Do my questions lead me into the lives of those who walk up and down the sidewalk in front of my house? Do they lead me into the homes of my next-door neighbors, into the imaginations of the children playing outside, into the stories of the elderly who have lived here their whole adult lives?
“[The topsoil] is very Christ-like in its passivity and beneficence, and in the penetrating energy that issues out of its peaceableness. It increases by experience, by the passage of season over it, growth rising out of it and returning to it, not by ambition or aggressiveness. It is enriched by all things that die and enter into it. It keeps the past, not as history or as memory, but as richness, new possibility. Its fertility is always building up out of death into promise. Death is the bridge or the tunnel by which its past enters its future.”
What grows in this place? What grows here is determined by the unique soil and climate. Consider this topsoil as a metaphor for the local neighborhood church—a faithful, patient, peaceful presence generation after generation: “It increases by experience, by the passage of season over it, growth rising out of it and returning to it, not by ambition or aggressiveness.”
This reminds me of Alan Kreider’s book The Patient Ferment of the Early Church. Over the long haul, faithful commitment to the gospel in a place outlasts demographic trends and fads, strategies and techniques, consultants and gurus.
It’s also reminiscent of the creation story of Genesis 2, when, out of the topsoil (adamah), God creates the first human being (adam). We are soil. We are earthy beings. We grow, and we offer life. In fact, these creation stories in Genesis 1 and 2 have much to inform and guide living missionally in the neighborhood.
“A man ought to study the wilderness of a place before applying to it the ways he learned in another place.”
To be a Christian in a place, especially a pastor or church planter, is to be a student of that place. We hold in one hand the stories of God from Scripture, and in the other, we hold the stories of the neighborhood. We learn the history, both the good and the bad, the popular and the untold and forgotten. We learn the wounds and scars and the gifts and graces.
While theological education programs, conferences, podcasts, and certifications all have their place, the neighborhood shows us how the Kingdom of God grows in this place. We may very well find that we learn how to articulate the gospel in the neighborhood more from the local elementary school than from the seminary in another state.
“Too much that we do is done at the expense of something else, or somebody else. There is some intransigent destructiveness in us. My days, though I think I know better, are filled with a thousand irritations, worries, regrets for what has happened and fears for what may, trivial duties, meaningless torments—as destructive of my life as if I wanted to be dead. Take today for what it is, I counsel myself. Let it be enough.
“And I dare not, for fear that if I do, yesterday will infect tomorrow. We are in the habit of contention—against the world, against each other, against ourselves.

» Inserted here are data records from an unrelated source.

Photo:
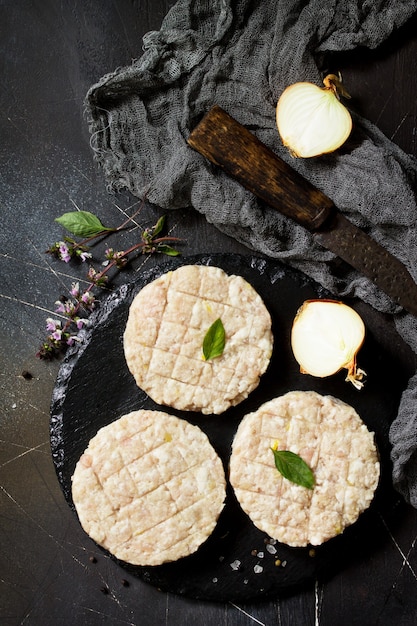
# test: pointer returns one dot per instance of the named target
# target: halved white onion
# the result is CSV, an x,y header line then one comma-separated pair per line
x,y
326,337
311,120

“It is not from ourselves that we will learn to be better than we are.”
We will learn to be better than we are from the presence of Jesus among us. If the Gospel stories are any indication, his presence may be hidden in plain sight. It may be that flicker on the edge of our field of vision. But we know it when we see it around our tables—our local church communion tables and our dining room tables.
To follow the news, our neighborhoods are desperate for healing. We find this healing not in our own clever and innovative ideas, but in joining up with the God who is putting all things back together.
There is much wisdom in these words.
Find yourself a place that you love the way Berry loves these acres near Port Royal, KY. But don’t love an abstract place, the disembodied idea of things. Love people. Love neighbors. Love children. Love shut-ins. Be available. Be vulnerable. Be embedded in the community fabric of that place. Be nourished in the unique soil of the place.